Published on: 25/02/2016
This three-year initiative (2013–2015) was set up to improve the effectiveness of existing hygiene promotion and community empowerment programmes of selected local Dutch WASH Alliance partners in four countries: Bangladesh, Ethiopia, Ghana and Uganda.
Local NGOs in the four countries have been supported to develop a monitoring framework with indicators for their specific activity. Tools such as household questionnaires and key informant interview guides have been jointly developed to do data collection on the indicators. After the actual data collection, analyses have been done, sense has been made of the data and lessons have been drawn up out of the outcomes.
The monitoring activities have helped local NGOs to improve the programmes they are working in:
In Ethiopia Amref Health Africa constructs public toilets and showers in places where many people gather as one way to increase access to sanitation, water and hygiene. It trained local youth to manage and operate the showers and toilets. Because of Action Research for Learning, local partners started to meet with the washhouse youth management committee and health extension workers to reflect on progress and consider questions: 'Is monthly revenue sufficient to cover the monthly operation costs? Are the showers being kept clean? Are people in rural areas washing their hands after defecation and before handling food?' It became clear in this process that extra training in managing the toilet and shower blocks was needed. Amref Health Africa then worked with the youth management committees to increase their financial skills and guide them in collecting user fees, bookkeeping and developing a business plan. And when Action Research for Learning revealed that soap for hand washing was often missing at latrines attached to rural health facilities, Amref Health Africa discussed this with the health office, which now ensures that soap is always available.

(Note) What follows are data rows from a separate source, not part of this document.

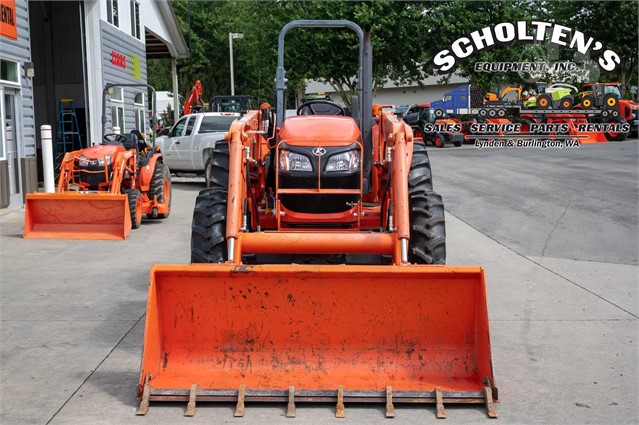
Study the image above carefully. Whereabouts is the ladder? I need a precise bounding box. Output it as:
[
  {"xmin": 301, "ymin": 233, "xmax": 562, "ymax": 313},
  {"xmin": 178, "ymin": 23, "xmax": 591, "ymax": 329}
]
[{"xmin": 54, "ymin": 99, "xmax": 82, "ymax": 158}]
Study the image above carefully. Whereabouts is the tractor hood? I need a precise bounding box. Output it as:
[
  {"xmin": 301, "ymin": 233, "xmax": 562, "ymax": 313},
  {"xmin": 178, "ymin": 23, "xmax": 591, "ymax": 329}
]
[
  {"xmin": 280, "ymin": 115, "xmax": 361, "ymax": 146},
  {"xmin": 82, "ymin": 145, "xmax": 124, "ymax": 159}
]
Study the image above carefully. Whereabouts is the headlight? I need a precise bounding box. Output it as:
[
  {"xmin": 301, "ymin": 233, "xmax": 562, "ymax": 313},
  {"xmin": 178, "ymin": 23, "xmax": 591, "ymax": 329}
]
[
  {"xmin": 326, "ymin": 149, "xmax": 359, "ymax": 172},
  {"xmin": 280, "ymin": 149, "xmax": 313, "ymax": 171}
]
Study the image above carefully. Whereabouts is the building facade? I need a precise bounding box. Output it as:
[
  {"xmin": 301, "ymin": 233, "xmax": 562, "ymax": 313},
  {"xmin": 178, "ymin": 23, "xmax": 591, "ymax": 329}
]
[{"xmin": 0, "ymin": 0, "xmax": 189, "ymax": 213}]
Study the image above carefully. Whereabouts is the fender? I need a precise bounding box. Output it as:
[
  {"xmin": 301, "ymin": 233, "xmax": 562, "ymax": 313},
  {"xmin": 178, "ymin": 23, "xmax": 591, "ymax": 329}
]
[{"xmin": 140, "ymin": 153, "xmax": 163, "ymax": 192}]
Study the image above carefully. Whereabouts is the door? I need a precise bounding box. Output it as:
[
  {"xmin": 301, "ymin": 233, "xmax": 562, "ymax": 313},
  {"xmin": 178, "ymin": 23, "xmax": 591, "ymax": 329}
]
[
  {"xmin": 162, "ymin": 117, "xmax": 189, "ymax": 170},
  {"xmin": 0, "ymin": 89, "xmax": 22, "ymax": 206},
  {"xmin": 175, "ymin": 115, "xmax": 198, "ymax": 170}
]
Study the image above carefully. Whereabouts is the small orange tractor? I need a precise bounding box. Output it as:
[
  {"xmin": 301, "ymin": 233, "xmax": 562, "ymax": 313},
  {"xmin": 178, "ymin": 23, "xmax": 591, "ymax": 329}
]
[
  {"xmin": 24, "ymin": 84, "xmax": 171, "ymax": 239},
  {"xmin": 137, "ymin": 21, "xmax": 497, "ymax": 417}
]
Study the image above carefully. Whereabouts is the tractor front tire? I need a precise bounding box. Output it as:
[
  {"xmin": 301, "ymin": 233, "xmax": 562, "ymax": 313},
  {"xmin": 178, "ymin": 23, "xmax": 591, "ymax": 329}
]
[
  {"xmin": 146, "ymin": 161, "xmax": 173, "ymax": 218},
  {"xmin": 205, "ymin": 141, "xmax": 230, "ymax": 190},
  {"xmin": 408, "ymin": 190, "xmax": 446, "ymax": 264},
  {"xmin": 124, "ymin": 189, "xmax": 142, "ymax": 229},
  {"xmin": 191, "ymin": 188, "xmax": 228, "ymax": 263},
  {"xmin": 408, "ymin": 141, "xmax": 433, "ymax": 193}
]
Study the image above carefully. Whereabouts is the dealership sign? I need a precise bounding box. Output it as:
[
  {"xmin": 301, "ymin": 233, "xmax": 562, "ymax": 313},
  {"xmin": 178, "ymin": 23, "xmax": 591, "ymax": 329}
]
[{"xmin": 433, "ymin": 21, "xmax": 621, "ymax": 74}]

In Ghana during the action research, New Energy and partners observed that in the local culture, children below the age of six would not use the same latrines as adults as a sign of respect for the elderly. More child-friendly latrines have been developed, and they are being used and well maintained. In addition, soakways have been constructed for households. Hand washing with soap improved after community members were sensitised during refresher hygiene sessions. Water storage and treatment have also improved: the results show that nearly 80% of the beneficiaries now clean their water containers every three days. Women's participation in water, sanitation and hygiene (WASH)-related decision making has increased, and some women have constructed their own latrines.
In Uganda training of women's groups in re-usable menstrual pads (RUMPS) was a key element. Trainings in schools and trading centres by HEWASA and other development partners have equipped women with the skills to make RUMPs. The international Menstrual Hygiene Management conference held in Kampala in August 2014 also contributed to raising the profile of this issue in the sector. The Ministry of Education and Sports sent a communiqué to head teachers to start planning for menstrual hygiene management in schools. The effectiveness of social marketing for latrine use and hand washing increased throughout the project period. This entailed revising sanitation marketing in community-led total sanitation (CLTS) activities and disseminating information on affordable latrine options. The score of effectiveness for one indicator, adoption of appropriate sanitation and hygiene practices at household and institutional levels, also improved by the end of the programme. The increase was attributed to outreach: local radio stations aired skits with behavioural change messages at least four times a day.
In Bangladesh, new sanitary latrines have been built. Families with old latrines have made them functional again by placing them on an elevation and providing and maintaining pans or slabs. In addition, schools and most households in the programme area now have functioning hand-washing points, with soap, within 15 yards of their latrines.
Given the generally positive results, the Action Research for Learning programme deserves to be continued because it has proven effective in both promoting learning and action research and implementing innovations that are much appreciated by the communities. For example, the sanitation credit for the public toilet schemes in Ghana and the shower and latrine schemes in Ethiopia help micro-credit businesses thrive and provide jobs while improving WASH services. These types of schemes indicate demand for further linking with the private sector in creating financially viable and thus sustainable interventions. Optimally, a second phase of this programme would scale up interventions that demonstrate longevity and create WASH services that last.